機関投資家向けの金融インフラと、消費者向けスーパーアプリの開発を推進
本ラウンドは、今年1月に発表されたソニーからの1,300万ドル(ファーストクローズ)と、今回のSBIからの5,000万ドル(セカンドクローズ)で構成される。この2社の出資により、総額6,300万ドルのシリーズA資金調達が完結した形だ。
今回の大型調達は、SBIとの提携深化を象徴している。両社は2025年8月に発表した合弁事業を通じて、RWA(Real World Assets、現実資産)取引向けの独自ブロックチェーン「ストリウム」や、信託銀行が裏付ける初の日本円ステーブルコイン「JPYSC」をすでに共同開発している。
渡辺創太CEOは「SBIとの緊密な連携により、日本株や円ステーブルコインを中心としたトークン化の普及を今年加速させる」と述べた。SBIの北尾吉孝会長兼社長も、デジタル金融における垂直統合戦略を牽引し、社会のオンチェーン化を促進すると語っている。
機関投資家と消費者の両市場へアプローチ
本ラウンドの完了により、スターテイルは二つの大きな潮流の最前線に立つ。一つはSBIを通じた機関投資家向けのオンチェーン金融インフラの導入であり、もう一つはソニーとの提携によるエンターテインメントとブロックチェーンの相乗効果である。
今回調達した資金により、同社は垂直統合戦略を加速させる。まず機関投資家向けの「ストリウム」の規模を拡大し、アジアのオンチェーン資本市場における決済および交換の基盤となるフレームワークを構築し、証券トークンやRWA取引の基盤を強化する計画である。
次に、ステーブルコイン「JPYSC」および「USDSC」の採用を拡大する。法定通貨と暗号資産のシームレスな統合を実現し、個人、企業、機関投資家に向けて、オンチェーンでの配当や利回り分配を行う機能を追加で提供していく方針だ。
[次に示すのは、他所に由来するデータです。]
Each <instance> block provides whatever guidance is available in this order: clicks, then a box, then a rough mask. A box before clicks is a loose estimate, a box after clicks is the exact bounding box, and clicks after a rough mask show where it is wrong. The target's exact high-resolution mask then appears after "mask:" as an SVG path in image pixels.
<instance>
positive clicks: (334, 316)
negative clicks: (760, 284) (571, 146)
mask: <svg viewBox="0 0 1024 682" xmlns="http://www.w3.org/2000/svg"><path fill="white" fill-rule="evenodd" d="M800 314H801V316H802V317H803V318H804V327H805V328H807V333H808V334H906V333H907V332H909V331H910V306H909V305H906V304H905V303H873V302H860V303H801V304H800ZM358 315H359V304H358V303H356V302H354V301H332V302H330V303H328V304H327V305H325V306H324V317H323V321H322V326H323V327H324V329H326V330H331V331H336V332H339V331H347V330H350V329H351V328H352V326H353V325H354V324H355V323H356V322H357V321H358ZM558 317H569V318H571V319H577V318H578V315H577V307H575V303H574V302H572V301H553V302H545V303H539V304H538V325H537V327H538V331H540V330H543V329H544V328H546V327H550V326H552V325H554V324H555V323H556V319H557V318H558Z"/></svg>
さらに「Startale App」をスーパーアプリへと昇華させる。資産管理、ミニアプリ、決済、ソーシャル機能を直感的なインターフェースに統合し、ソニーと共同開発するブロックチェーン「ソニューム」上で展開して数百万人にシームレスな体験を提供する狙いだ。
オンチェーン金融を牽引するSBIと、エンタメ経済圏を持つソニーの両翼を担う意義は極めて大きい。堅牢な証券・決済システムと、大衆向けのエンタメ体験がブロックチェーン上で交差することで、機関投資家から一般消費者までを巻き込むかつてない規模のWeb3経済圏が誕生する可能性がある。